Padahal, bila ditelaah lebih jauh, idealisme bukanlah utopia. Idealisme adalah kompas moral yang menjaga arah pergerakan agar tidak larut dalam pragmatisme. Tanpa idealisme, organisasi mahasiswa hanya akan terjebak dalam rutinitas seremonial tanpa makna. PMII dengan segala dinamikanya, harus tetap menjadikan idealisme sebagai pijakan dalam setiap langkah, meskipun tantangan era kekinian semakin kompleks.

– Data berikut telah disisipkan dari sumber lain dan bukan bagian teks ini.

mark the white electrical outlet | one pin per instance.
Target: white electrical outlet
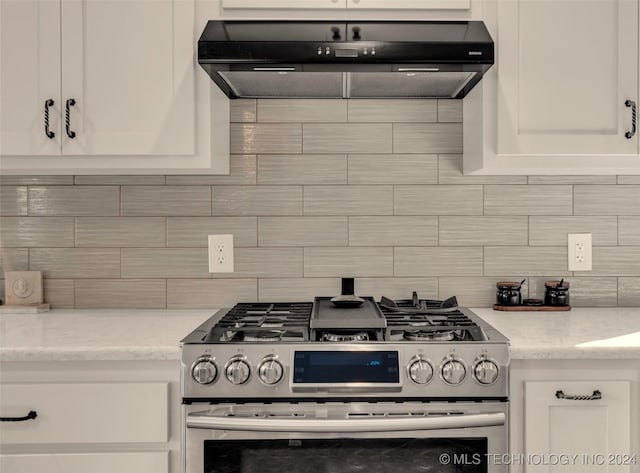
(579, 251)
(221, 253)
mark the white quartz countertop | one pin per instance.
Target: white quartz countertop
(97, 334)
(596, 333)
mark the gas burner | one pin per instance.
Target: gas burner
(266, 336)
(437, 336)
(345, 336)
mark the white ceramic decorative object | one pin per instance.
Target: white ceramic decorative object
(23, 288)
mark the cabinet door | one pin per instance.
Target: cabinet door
(565, 70)
(297, 4)
(139, 462)
(129, 67)
(589, 429)
(29, 76)
(411, 4)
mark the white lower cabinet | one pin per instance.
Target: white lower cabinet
(134, 462)
(575, 416)
(581, 422)
(92, 416)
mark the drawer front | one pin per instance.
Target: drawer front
(138, 462)
(85, 413)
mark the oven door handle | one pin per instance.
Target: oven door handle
(366, 424)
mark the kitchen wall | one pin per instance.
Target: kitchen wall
(318, 190)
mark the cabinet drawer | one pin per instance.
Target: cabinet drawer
(138, 462)
(85, 413)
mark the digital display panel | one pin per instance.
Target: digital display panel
(333, 367)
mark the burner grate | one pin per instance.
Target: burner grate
(250, 321)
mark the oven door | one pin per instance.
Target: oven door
(347, 437)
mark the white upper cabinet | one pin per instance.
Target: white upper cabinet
(341, 4)
(29, 77)
(120, 80)
(122, 69)
(128, 65)
(566, 69)
(560, 98)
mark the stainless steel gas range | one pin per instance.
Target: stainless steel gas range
(340, 385)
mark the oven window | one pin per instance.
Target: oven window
(459, 455)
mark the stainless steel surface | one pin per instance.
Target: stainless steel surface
(363, 416)
(349, 424)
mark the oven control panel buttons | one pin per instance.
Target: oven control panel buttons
(453, 371)
(237, 371)
(204, 370)
(270, 371)
(420, 370)
(485, 371)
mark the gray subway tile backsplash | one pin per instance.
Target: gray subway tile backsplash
(36, 232)
(528, 200)
(188, 232)
(257, 200)
(393, 111)
(166, 200)
(121, 294)
(445, 138)
(438, 200)
(347, 138)
(302, 169)
(393, 169)
(348, 262)
(302, 111)
(13, 200)
(140, 263)
(319, 190)
(117, 232)
(75, 263)
(552, 231)
(348, 200)
(417, 230)
(484, 231)
(103, 201)
(607, 200)
(437, 261)
(302, 231)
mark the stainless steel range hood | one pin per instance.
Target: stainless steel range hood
(323, 59)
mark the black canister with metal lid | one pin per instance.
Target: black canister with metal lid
(556, 293)
(508, 293)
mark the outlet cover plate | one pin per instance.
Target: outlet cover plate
(221, 253)
(579, 251)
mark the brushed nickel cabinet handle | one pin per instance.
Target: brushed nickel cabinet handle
(31, 415)
(593, 397)
(48, 103)
(630, 134)
(67, 118)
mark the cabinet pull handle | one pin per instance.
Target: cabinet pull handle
(48, 103)
(67, 118)
(29, 416)
(630, 134)
(593, 397)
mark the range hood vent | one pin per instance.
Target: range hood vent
(324, 59)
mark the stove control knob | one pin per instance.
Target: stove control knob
(420, 370)
(270, 371)
(453, 371)
(485, 371)
(237, 371)
(204, 370)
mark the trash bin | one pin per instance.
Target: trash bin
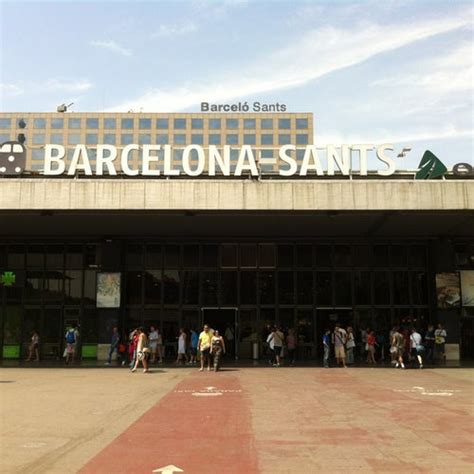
(255, 350)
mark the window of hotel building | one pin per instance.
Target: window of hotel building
(37, 154)
(284, 123)
(302, 139)
(38, 139)
(127, 124)
(162, 123)
(180, 139)
(249, 124)
(110, 123)
(92, 138)
(92, 123)
(214, 139)
(127, 139)
(214, 124)
(197, 124)
(109, 138)
(57, 123)
(39, 123)
(197, 139)
(74, 123)
(5, 123)
(180, 124)
(144, 124)
(232, 123)
(144, 138)
(301, 124)
(57, 138)
(162, 139)
(250, 139)
(266, 124)
(232, 139)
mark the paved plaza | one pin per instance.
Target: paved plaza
(240, 420)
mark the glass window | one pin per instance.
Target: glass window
(301, 124)
(162, 123)
(232, 123)
(74, 138)
(127, 138)
(39, 123)
(266, 124)
(179, 139)
(232, 139)
(214, 139)
(110, 123)
(92, 123)
(144, 138)
(180, 123)
(302, 139)
(38, 139)
(284, 123)
(144, 124)
(57, 123)
(162, 139)
(197, 139)
(197, 124)
(214, 124)
(127, 123)
(109, 138)
(250, 139)
(92, 138)
(74, 123)
(5, 123)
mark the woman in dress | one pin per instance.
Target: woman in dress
(142, 351)
(218, 348)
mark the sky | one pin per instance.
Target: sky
(370, 71)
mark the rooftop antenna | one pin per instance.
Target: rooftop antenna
(63, 107)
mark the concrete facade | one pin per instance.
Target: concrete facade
(271, 195)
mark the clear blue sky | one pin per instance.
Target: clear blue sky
(370, 71)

Era digital, globalisasi, dan derasnya arus informasi telah membawa wajah baru pergerakan mahasiswa. Ruang kritik tidak lagi terbatas pada podium demonstrasi, tetapi juga merambah ke ruang-ruang virtual. Di titik ini, idealisme PMII diuji: mampukah ia menjaga substansi perjuangan di tengah banjir konten instan yang kerap menumpulkan daya kritis?
Refleksi ini penting, sebab banyak kader yang berhadapan dengan dilema: memilih menjadi aktivis yang lantang di jalanan, atau menjadi intelektual yang kritis di ruang akademik. Sesungguhnya, keduanya bisa berjalan beriringan bila ditopang dengan idealisme yang kokoh. PMII harus hadir sebagai penyeimbang—mampu membumikan nilai-nilai keislaman, kebangsaan, dan kemanusiaan ke dalam praksis nyata yang dirasakan masyarakat.

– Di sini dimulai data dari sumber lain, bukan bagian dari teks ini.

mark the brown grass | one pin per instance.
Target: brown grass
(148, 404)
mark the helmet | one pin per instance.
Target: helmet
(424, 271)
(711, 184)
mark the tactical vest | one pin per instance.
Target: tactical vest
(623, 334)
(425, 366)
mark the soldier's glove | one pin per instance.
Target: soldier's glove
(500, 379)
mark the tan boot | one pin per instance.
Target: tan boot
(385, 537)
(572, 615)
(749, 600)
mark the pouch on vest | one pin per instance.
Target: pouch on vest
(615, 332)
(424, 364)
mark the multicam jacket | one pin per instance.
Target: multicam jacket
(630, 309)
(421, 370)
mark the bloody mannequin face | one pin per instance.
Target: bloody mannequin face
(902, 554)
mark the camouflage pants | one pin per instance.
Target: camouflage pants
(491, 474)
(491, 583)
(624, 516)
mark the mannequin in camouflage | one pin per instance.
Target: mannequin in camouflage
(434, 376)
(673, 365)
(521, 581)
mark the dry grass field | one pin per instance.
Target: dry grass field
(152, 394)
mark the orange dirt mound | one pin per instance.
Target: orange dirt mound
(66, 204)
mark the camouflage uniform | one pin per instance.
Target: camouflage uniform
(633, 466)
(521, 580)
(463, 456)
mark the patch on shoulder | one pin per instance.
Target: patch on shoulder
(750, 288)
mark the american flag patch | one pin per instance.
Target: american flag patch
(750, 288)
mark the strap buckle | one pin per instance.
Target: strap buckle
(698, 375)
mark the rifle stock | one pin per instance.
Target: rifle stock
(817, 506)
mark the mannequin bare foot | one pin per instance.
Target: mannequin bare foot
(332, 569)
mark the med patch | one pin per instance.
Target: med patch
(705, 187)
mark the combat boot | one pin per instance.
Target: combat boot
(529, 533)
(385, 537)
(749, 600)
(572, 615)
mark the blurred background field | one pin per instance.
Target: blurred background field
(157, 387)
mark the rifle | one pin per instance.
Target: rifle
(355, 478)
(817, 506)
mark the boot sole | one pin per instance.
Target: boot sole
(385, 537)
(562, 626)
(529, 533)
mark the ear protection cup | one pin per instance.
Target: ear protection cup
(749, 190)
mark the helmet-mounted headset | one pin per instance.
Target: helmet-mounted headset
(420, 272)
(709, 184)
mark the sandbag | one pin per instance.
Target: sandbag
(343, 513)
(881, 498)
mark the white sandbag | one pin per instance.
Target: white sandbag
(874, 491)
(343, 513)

Lebih dari itu, menjaga idealisme berarti juga berani berbeda. Di tengah pragmatisme politik dan budaya populer yang cenderung permisif, kader PMII harus mampu berkata “tidak” terhadap kompromi yang mencederai nurani. Inilah yang membedakan antara gerakan yang sekadar ikut arus dengan gerakan yang benar-benar membawa misi perubahan.

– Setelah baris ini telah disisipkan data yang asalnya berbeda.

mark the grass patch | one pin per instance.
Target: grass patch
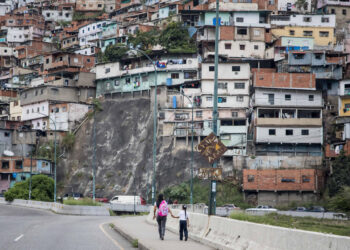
(135, 243)
(81, 202)
(337, 227)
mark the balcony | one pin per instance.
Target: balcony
(317, 122)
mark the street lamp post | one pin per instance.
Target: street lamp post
(55, 172)
(192, 125)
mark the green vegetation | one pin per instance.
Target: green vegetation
(227, 193)
(304, 223)
(174, 38)
(81, 202)
(47, 151)
(135, 243)
(42, 189)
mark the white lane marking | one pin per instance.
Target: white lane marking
(18, 238)
(110, 237)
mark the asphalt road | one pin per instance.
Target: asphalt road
(34, 229)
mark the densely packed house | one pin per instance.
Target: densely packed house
(283, 88)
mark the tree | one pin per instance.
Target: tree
(42, 189)
(340, 176)
(144, 40)
(175, 38)
(114, 53)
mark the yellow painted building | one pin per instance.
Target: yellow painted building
(323, 36)
(344, 106)
(15, 111)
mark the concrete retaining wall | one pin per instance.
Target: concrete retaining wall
(61, 208)
(224, 233)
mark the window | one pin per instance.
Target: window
(250, 178)
(239, 85)
(222, 85)
(325, 19)
(174, 75)
(236, 68)
(272, 131)
(18, 165)
(289, 131)
(287, 179)
(307, 33)
(324, 34)
(5, 165)
(307, 19)
(222, 99)
(304, 132)
(242, 31)
(305, 178)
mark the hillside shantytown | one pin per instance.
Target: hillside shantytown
(283, 86)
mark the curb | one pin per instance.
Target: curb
(130, 238)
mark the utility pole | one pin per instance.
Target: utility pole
(212, 200)
(94, 156)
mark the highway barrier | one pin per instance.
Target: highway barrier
(225, 233)
(61, 208)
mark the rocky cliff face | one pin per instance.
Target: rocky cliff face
(124, 139)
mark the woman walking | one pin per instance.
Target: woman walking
(163, 210)
(184, 222)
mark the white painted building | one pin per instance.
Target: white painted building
(287, 97)
(58, 15)
(291, 6)
(86, 51)
(65, 115)
(289, 135)
(6, 7)
(250, 49)
(23, 34)
(304, 20)
(249, 19)
(90, 32)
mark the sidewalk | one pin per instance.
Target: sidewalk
(136, 227)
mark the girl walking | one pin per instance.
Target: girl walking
(163, 210)
(184, 222)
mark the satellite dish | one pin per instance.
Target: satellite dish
(8, 153)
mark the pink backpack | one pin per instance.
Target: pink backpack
(163, 209)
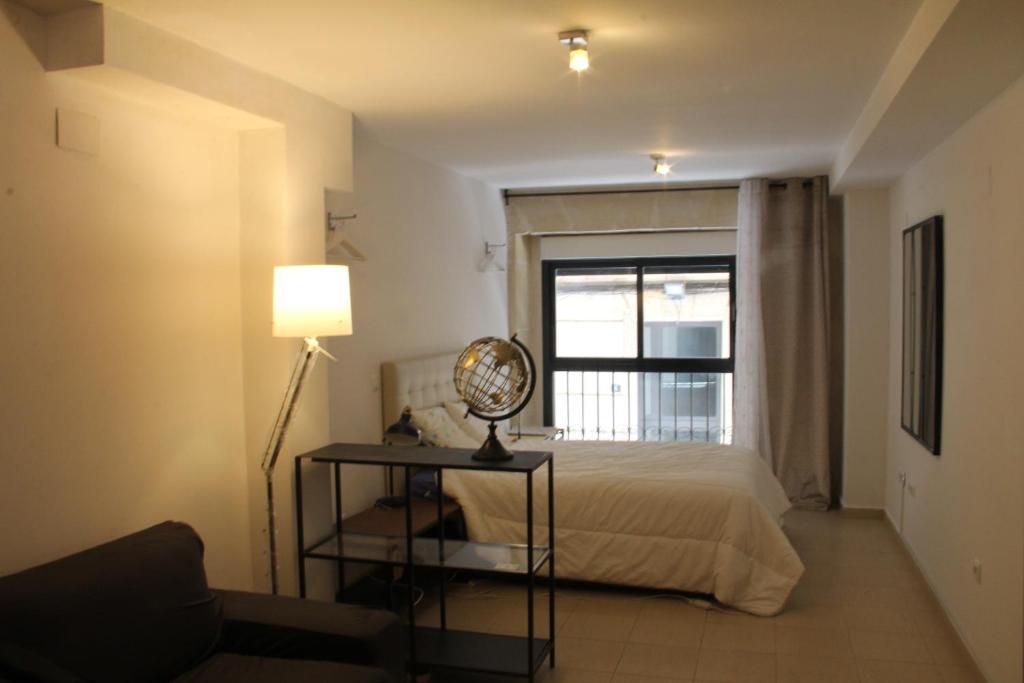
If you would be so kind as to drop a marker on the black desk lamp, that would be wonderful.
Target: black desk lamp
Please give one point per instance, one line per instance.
(402, 432)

Maka, idealisme PMII bukan utopia, melainkan energi. Ia bukan bayangan kosong yang mustahil digapai, tetapi daya dorong yang menuntun kadernya untuk terus berproses, mengasah diri, dan mengabdikan ilmu bagi masyarakat. Tugas kita adalah merawat energi itu agar tidak redup oleh kepentingan sesaat.
Akhirnya, refleksi ini mengingatkan kita bahwa keberadaan PMII tidak akan bermakna tanpa komitmen menjaga idealisme. Justru dari sanalah lahir kader yang tangguh, berintegritas, dan siap menghadapi tantangan zaman. Idealisme bukan mimpi, ia nyata, sejauh kita berani menghidupkannya dalam setiap denyut perjuangan.